Module/Class Name: ViT (Vision Transformer)

The Vision Transformer (ViT) is a class designed as part of the zeta.models library. It builds upon the efficient Transformer architecture for applying convolutions for image recognition tasks. The ViT class inherits the properties and methods from PyTorch's built-in torch.nn.Module class. This class repurposes the Transformer architecture for image processing tasks by dividing the image into numerous patches and feeding them into the Transformer.

Class Definition

class ViT(nn.Module):
    def __init__(self, *, image_size, patch_size, attn_layers, channels=3, num_classes=None, post_emb_norm=False, emb_dropout=0.0):

This class takes the following parameters as inputs:

Parameter	Type	Description	Default
image_size	int	The dimensions (height and width) of the input image.	-
patch_size	int	The dimensions of each image patch to be input to the Transformer.	-
attn_layers	`Encoder`	A sequence of attention layers defined using the `Encoder` class.	-
channels	int	The number of color-bands (usually RGB).	3
num_classes	int	The number of classes to be detected, otherwise `None` for unsupervised learning scenarios.	`None`
post_emb_norm	bool	Whether to apply layer-normalization to the embeddings.	`False`
emb_dropout	float	The probability of an element to be zeroed in dropout.	`0.0`

Method Definitions

Here are the core methods of the ViT class:

__init__

This method initializes the instance and sets up the various components of the Transformer, including the positional embeddings, the sequence of attention layers, and the output MLP head.

forward

This method defines the feedforward computations of the ViT, starting from the division of the input image into patches, the conversion of patches into embeddings, applying attention layers, and, if specified, the MLP head for classification output.

Usage Examples

Here, we demonstrate how to use the ViT class.
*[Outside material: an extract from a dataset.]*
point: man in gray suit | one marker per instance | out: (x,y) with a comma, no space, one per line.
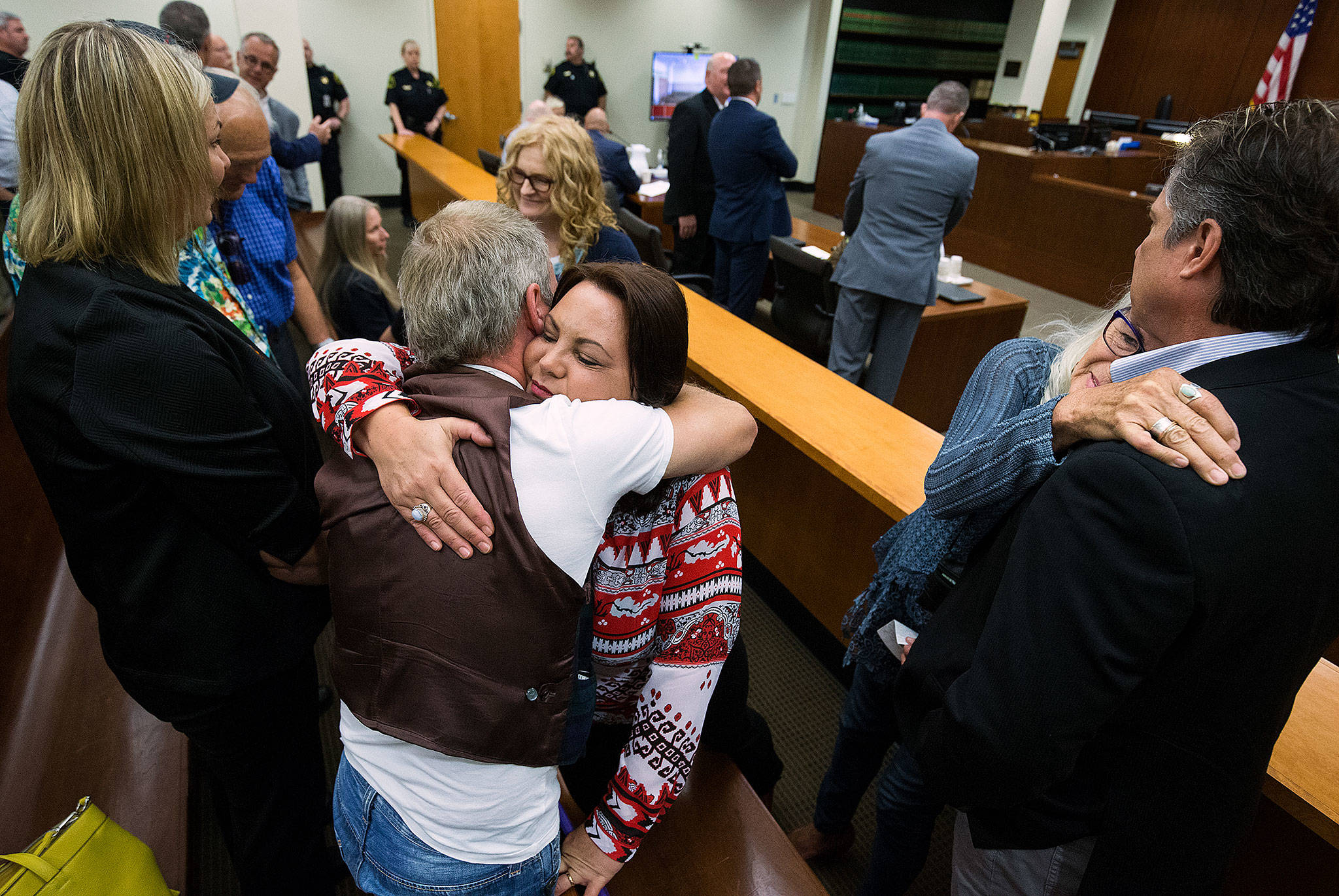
(911,188)
(258,62)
import matplotlib.pyplot as plt
import torch
from PIL import Image
from torchvision import transforms

from zeta.models import Encoder, ViT

# Load an image and apply some pre-processing
img = Image.open("path_to_your_image.jpg")
transform = transforms.Compose(
    [transforms.Resize((224, 224)), transforms.ToTensor()]  # Resize image to 224x224
)
img_tensor = transform(img).unsqueeze(0)

# Define an Encoder with attention layers
encoder = Encoder(dim=512, depth=12)

# Instantiate a ViT model
vit_model = ViT(
    image_size=224,
    patch_size=16,
    attn_layers=encoder,
    channels=3,
    num_classes=1000,
    post_emb_norm=True,
    emb_dropout=0.1,
)

# Generate outputs using the ViT model
outputs = vit_model(img_tensor, return_embeddings=True)
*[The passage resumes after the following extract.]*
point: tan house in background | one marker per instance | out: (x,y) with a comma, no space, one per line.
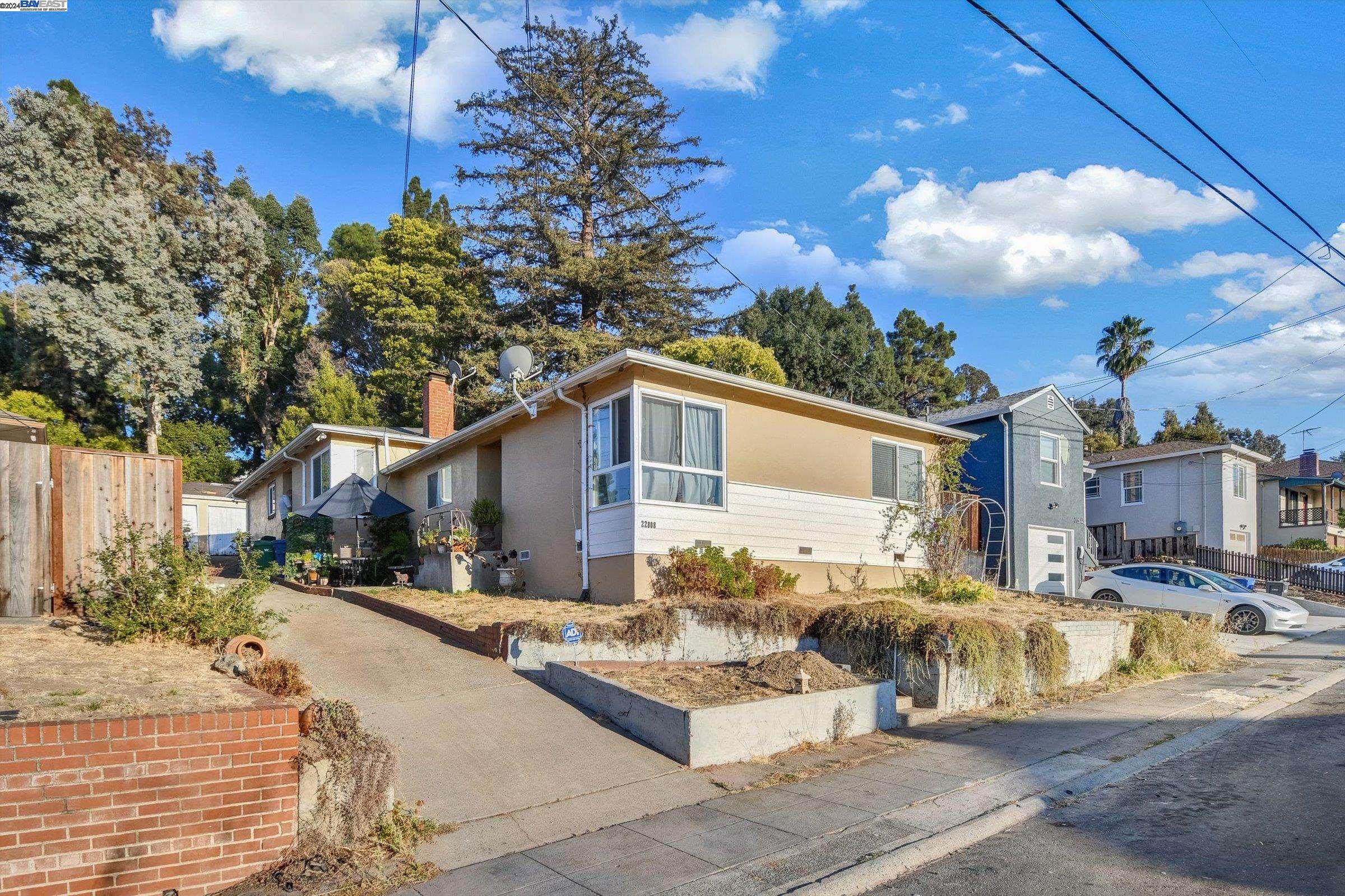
(610,467)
print("Output shape (with embeddings):", outputs.size())

outputs = vit_model(img_tensor, return_embeddings=False)

print("Output shape (without embeddings):", outputs.size())

This code presents a usage scenario of the ViT class. It illustrates how to load an image, preprocess it, define an Encoder instance with attention layers, instantiate a ViT model with the defined Encoder, and generate outputs (embeddings and class probabilities) using the instantiated ViT model.